笑顔が見たいから

2019/02/06

「晴(ハル)ちゃん!ハンカチ持った!?」「持ったぁ」「ティッシュは!?」「おっけ」「お弁当は!?」「もー…持ったって」毎朝毎朝。朝から疲れる。
つかさ。
アタシ、もう高校2年生だよ?17歳だよ?
小学生じゃあるまいし、いちいち持ち物チェックなんかしないでよ…。
靴の紐結んでる間も、後ろでソワソワしてるし。
アタシの事心配してるのは嬉しいけど、さすがに過保護だって。ねぇ、義母さん。「き、気をつけてね!
ちゃんと信号は青になってから渡るんだよ!」「…馬鹿にしてる?」「してないよぉ!私はただ、晴ちゃんが心配で心配で…うぅ〜…」
な、泣かないでよ朝っぱらから!!!
あぁもぉ…世話の焼ける!
一応アタシの母親でしょっ!仕方ないな…。
じゃ、いつもの挨拶を…。
「…行ってくるね、桜」
ちゅっ。頬っぺたにキスして、ニッコリ笑う。顔を真っ赤にしてる義母さんの頭を撫でて、アタシは急いで家を飛び出した。
これが、毎朝の日課。父さんが死んだ日から、アタシが義母さんの心の傷を癒す毎日。うちの家はいろいろ事情があって、アタシと義母さんの二人暮らし。
つっても義母さんは、アタシと10歳しか年が変わらない勿論義母さんは、父の再婚相手なわけで。
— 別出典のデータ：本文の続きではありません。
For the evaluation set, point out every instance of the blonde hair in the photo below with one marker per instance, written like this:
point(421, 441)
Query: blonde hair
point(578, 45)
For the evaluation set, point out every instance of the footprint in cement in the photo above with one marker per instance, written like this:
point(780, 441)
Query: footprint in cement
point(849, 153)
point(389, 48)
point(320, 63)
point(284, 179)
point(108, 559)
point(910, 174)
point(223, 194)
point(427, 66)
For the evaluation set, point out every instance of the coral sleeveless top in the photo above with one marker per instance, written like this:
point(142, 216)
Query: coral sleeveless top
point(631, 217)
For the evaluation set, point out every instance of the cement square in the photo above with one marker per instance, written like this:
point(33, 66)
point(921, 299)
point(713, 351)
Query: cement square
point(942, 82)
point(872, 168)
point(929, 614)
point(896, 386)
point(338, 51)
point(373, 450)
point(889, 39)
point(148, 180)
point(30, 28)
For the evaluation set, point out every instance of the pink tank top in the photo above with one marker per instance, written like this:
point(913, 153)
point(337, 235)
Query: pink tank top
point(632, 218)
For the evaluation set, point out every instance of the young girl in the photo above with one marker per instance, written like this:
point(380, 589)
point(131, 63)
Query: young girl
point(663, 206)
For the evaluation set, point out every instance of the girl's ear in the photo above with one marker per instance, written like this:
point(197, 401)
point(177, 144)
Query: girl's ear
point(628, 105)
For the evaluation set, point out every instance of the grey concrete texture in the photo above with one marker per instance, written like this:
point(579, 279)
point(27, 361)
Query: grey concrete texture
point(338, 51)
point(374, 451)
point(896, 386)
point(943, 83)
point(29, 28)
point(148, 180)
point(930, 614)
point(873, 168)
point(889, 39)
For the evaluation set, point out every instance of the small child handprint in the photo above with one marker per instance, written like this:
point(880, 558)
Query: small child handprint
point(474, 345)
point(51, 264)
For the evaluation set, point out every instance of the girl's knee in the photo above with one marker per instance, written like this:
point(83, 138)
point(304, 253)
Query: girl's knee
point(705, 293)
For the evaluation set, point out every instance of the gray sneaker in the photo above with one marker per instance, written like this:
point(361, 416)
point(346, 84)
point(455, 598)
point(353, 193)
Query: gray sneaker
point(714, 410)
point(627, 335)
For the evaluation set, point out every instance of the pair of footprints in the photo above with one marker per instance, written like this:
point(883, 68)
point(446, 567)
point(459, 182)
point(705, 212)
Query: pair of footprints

アタシを産んでくれた母さんは、アタシが小さい頃病気で亡くなった。
それから父は、アタシを男手一つで育ててくれた。
んでも5年前、父が新しい母親を連れてきた。当時12歳だったアタシは、すごく喜んでた気がする。ようやく、アタシにも母親が出来たから。
…でもさ。
少し冷静になれば、すぐ分かったんだよな。
アタシとアタシの母さんは、10歳しか年が変わってないって。
義母さんは今、27歳。
アタシが17歳。
うわぁ、母親にしては若すぎだよ。
つか有り得ねぇ!
だからアタシ達は、血は繋がっていない。
でも、それでも義母さんは、アタシを本当の子供のように育ててくれた。「…後はあの天然さえなければ、最高の母親なんだけどなぁ…」
思わず、大きなため息を溢してしまった。
「おっはよ、晴!なぁに朝っぱらからため息なんてついてんのぉ!」「…出たな、ハイテンション女」
ドンッ、と後ろから思い切り叩かれ、吐きそうになった…。
何でこいつは、朝からこんなに元気なんだ…。
「おはよう、涼音(スズネ)」ハイテンション女、もといアタシの幼なじみは、子供のように笑っている。涼音はアタシの隣に住んでる奴で、唯一アタシの家の事情も全て知っている。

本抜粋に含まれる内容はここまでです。